Fewer than 400 Siberian, or Amur, tigers—one of six surviving tiger subspecies—remain in their Russian and Chinese habitats, having dwindled due to extensive hunting over the past century. (See National Geographic's tiger pictures.)
Most of the animals live in Russia, where it's illegal to hunt them, or near the Russian-Chinese border, but the big cats have struggled to regain a foothold in China.
The Siberian tiger's fate fits an overall trend of tiger decline: Scientists estimate there are around 3,200 animals in the wild, down from an estimated 100,000 at the beginning of the 20th century.
Now the most recent footage, shot by the conservation group WWF in northern China's Wangqing Nature Reserve, is proof that Siberian tiger populations are moving farther into China and breeding there, Nilanga Jayasinghe, a program officer with WWF's Wildlife Conservation team, said by email.
"It is a huge success resulting from decades of conservation work to establish a breeding population of tigers in China," Jayasinghe said. (Also see "India's Tigers May Be Rebounding, in Rare Success for Endangered Species.")
"There is still a lot of work to be done, but efforts to restore habitat; bring back prey species; and increase protection for tiger populations in the Chinese portion of the Amur tiger's range are showing positive results like this family captured on film."
But Dale Miquelle, director of the Wildlife Conservation Society's Russia Program, cautioned against saying tigers have reestablished themselves in China. (Learn about National Geographic's Big Cats Initiative.)

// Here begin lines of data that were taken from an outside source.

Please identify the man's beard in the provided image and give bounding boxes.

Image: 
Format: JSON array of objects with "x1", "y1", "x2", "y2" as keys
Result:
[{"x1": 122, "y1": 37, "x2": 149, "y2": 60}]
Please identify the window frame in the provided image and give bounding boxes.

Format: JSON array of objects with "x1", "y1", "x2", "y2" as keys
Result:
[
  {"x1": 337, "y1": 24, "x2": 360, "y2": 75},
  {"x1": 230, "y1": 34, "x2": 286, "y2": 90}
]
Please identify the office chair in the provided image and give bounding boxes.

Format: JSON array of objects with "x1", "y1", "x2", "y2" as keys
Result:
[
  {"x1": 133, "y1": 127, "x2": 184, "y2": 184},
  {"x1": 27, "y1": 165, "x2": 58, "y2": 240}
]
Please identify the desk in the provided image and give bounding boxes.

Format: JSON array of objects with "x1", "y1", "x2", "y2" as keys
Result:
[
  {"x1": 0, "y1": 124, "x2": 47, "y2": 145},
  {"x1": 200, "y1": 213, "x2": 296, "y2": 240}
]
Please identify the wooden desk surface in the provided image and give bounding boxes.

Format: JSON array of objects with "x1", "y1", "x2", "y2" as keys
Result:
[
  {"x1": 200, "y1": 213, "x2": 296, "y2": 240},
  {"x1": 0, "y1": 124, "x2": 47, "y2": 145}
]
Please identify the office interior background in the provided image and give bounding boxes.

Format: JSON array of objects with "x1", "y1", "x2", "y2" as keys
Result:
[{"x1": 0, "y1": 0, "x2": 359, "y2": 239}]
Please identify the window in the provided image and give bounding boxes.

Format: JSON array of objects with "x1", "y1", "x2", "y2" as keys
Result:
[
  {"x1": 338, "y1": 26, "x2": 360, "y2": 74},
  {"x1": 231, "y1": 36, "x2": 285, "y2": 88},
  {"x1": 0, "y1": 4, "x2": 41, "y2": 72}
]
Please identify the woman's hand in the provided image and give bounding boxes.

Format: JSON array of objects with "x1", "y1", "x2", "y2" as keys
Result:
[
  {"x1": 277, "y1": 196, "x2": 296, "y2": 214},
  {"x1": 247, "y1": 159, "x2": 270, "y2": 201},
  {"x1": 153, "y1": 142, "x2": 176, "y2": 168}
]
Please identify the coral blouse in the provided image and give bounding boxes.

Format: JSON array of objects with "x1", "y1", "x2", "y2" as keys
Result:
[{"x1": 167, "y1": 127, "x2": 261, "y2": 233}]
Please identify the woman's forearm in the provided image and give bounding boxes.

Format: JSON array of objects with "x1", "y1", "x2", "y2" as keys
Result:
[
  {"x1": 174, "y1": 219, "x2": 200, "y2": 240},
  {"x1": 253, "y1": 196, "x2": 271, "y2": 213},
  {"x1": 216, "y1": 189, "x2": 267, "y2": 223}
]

"Numbers may be slightly increasing in China, and the evidence of reproducing females is encouraging, but it is still a tiny population of, at most, a dozen or so. There is a long way to go before we can say that there is a viable population living in China," he said by email.
"So this is a nice confirmation and interesting footage, but not really new."
Giving Chinese Tigers a Chance
To Miquelle, "the last chance to save tigers anywhere in China is probably the two northernmost provinces of China—Jilin and Heilongjiang. Here there is connectivity with tigers and tiger habitat in Russia, and dispersal can and is naturally occurring. So there is a natural source for recovery of tigers here."
However, human encroachment on their habitat continues. "Snares, inadequate prey base, and habitat loss are still the largest threats," said Miquelle. (See "Pictures: The World's Tigers—There Are Only 3,200 Left in the Wild.")
"Recent camera-trap photos of a tiger on the Russian side of the border with what looks like snare wounds around the neck suggest snaring ... is still a problem."
He added that China could help its nascent tiger population by simply giving it room to grow, protecting the animals from poachers, and providing enough prey. (See "Activist's Art Puts Spotlight on Threats to Tigers")
"China could make a huge contribution to ensuring a future for wild Siberian tigers."